What in the world are we doing with our lives? Human beings in our natural state once roamed the African savannahs. Our brains and bodies evolved in an era that didn’t have desks or computers or gyms or television or microwave dinners.
We gathered in small families or clans, we hunted together, bled together, learn to build fire, to create art, to explore new territories, to find adventure in every single day of an often short existence.
Adventure is part of our DNA. Not a day went by that fear and excitement didn’t course through our blood, forming our nervous systems, developing our brain chemistries.
The human mind-body was designed with primitive needs for adventure and exploration; when we neglect the core features that comprised our very evolution, we tend to feel lost, unfulfilled, and empty. Adventure is a key component—one of the few things that makes life worth living.
So many men are afraid to break out of their routine, though. The repetitive life is often comfy and safe, and they’ve forgotten what experiencing their raw, organic nature feels like.
They’ve forgotten what it’s like to enjoy being afraid… Adventure is inherently scary. Without fear, there is no risk; and without risk, there is no adventure.
So if you want adventure, you’ll have to be ready to be afraid. This may constitute building a different type of relationship with fear—looking at fear as a potentially positive feeling, rather than some “bad” or “wrong” feeling that you don’t ever want to feel.
The greatest adventurers are men that love feeling afraid, that thrive on it, that need it as fuel for life. And this doesn’t mean you have to be a dare devil or risk your life to feel fulfilled.
Going to a new city where you know no one can be scary. Hiking up 1000 steps of an ancient Temple can be thrilling. Fear in this sense is not the traditional indication of a threat; rather, fear is the basis and friend of excitement.
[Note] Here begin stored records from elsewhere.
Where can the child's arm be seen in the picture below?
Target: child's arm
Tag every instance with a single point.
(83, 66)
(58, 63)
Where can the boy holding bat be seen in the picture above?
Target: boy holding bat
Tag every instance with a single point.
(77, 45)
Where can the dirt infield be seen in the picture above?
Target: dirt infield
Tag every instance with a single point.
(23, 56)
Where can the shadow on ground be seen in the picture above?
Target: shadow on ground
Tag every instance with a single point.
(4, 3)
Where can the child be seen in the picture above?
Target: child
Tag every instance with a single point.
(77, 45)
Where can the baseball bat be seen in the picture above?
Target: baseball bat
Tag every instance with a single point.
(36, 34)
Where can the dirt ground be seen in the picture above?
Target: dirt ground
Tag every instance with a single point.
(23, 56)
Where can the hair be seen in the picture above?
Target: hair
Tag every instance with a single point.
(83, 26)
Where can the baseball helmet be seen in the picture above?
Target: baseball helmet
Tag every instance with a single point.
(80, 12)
But What If You Don’t Have the Time or Money?
Anything Beyond Surviving Can and Ought to Be Fun
Alastair Humphreys has a plan for how the average person can live for the the 5 to 9, not the 9 to 5.
Humphreys won the 2012 National Geographic Adventurer of the Year for coming up with and promoting what he calls the ‘microadventure’– an overnight, outdoor adventure that you can embark on after work and be back in time to clock in the next day.
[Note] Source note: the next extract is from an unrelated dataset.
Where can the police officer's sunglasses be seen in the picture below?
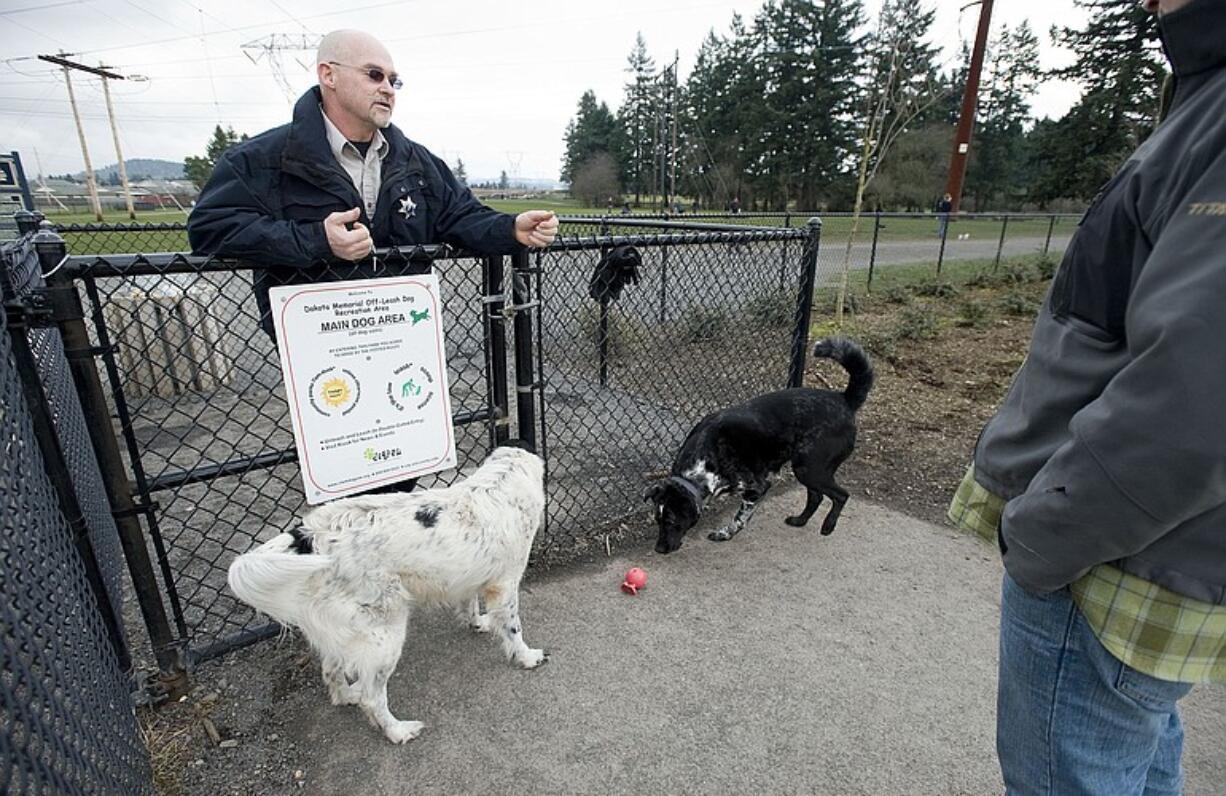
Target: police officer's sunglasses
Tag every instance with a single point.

Try some of these microadventures suggested by worldtravelguide.net:
Ride a bus to the end of the line
Walk magnetic north until dusk
Follow a historical trail
Climb to the highest point in your area
Go to the highest level of an office building, and pick a spot to travel to
Catch a train to somewhere new and cycle back
The bottom line is: You’ve done it. You’ve survived this far, and you’re figuring it out every day, no matter how challenging or uncomfortable life gets. You’re eating and sleeping and waking up and persisting.
So pat yourself on the back, be proud of yourself. Now, how much fun are you having in life? When you camp or travel or get lost for a week in a burning desert, there is a deep satisfaction and FUN to the challenge of surviving.
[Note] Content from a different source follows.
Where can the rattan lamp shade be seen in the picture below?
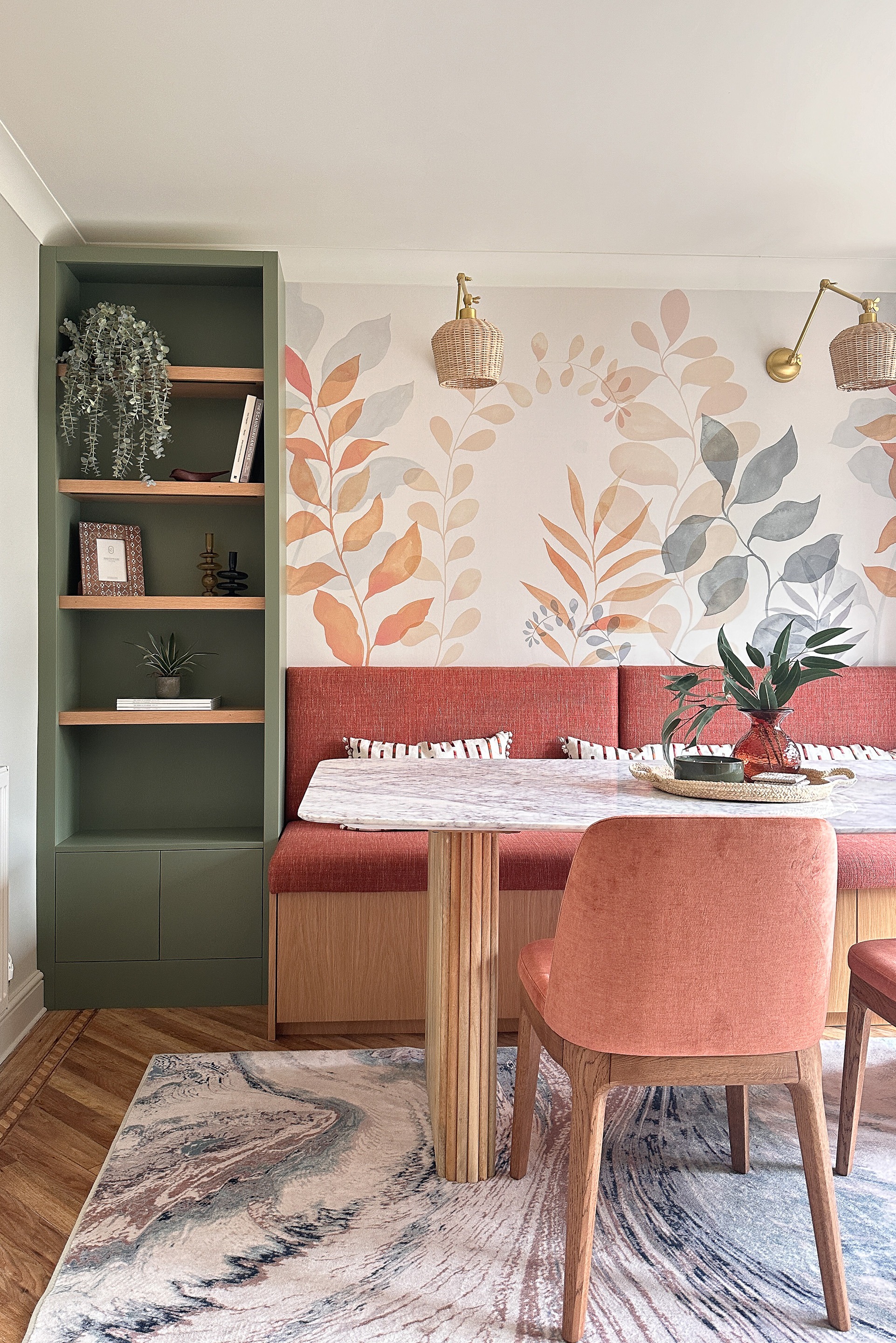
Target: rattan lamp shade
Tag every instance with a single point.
(864, 356)
(469, 353)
So why not here in your normal life?
There is much scientific and practical evidence that suggests without excitement and adventure, life often feel stale, purposeless, and unfulfilled.
There are a whole variety of reasons this is true, but suffice to say that when you’re feeling unsatisfied, when you’re feeling trapped or stuck, it may be time to ask yourself: What’s my adventure level?
Get back to your natural self. Rediscover your inner explorer. Make time and dedicate yourself to finding the adventure in your world.
Or, you can stay safe and comfy in front of the TV. The choice is yours.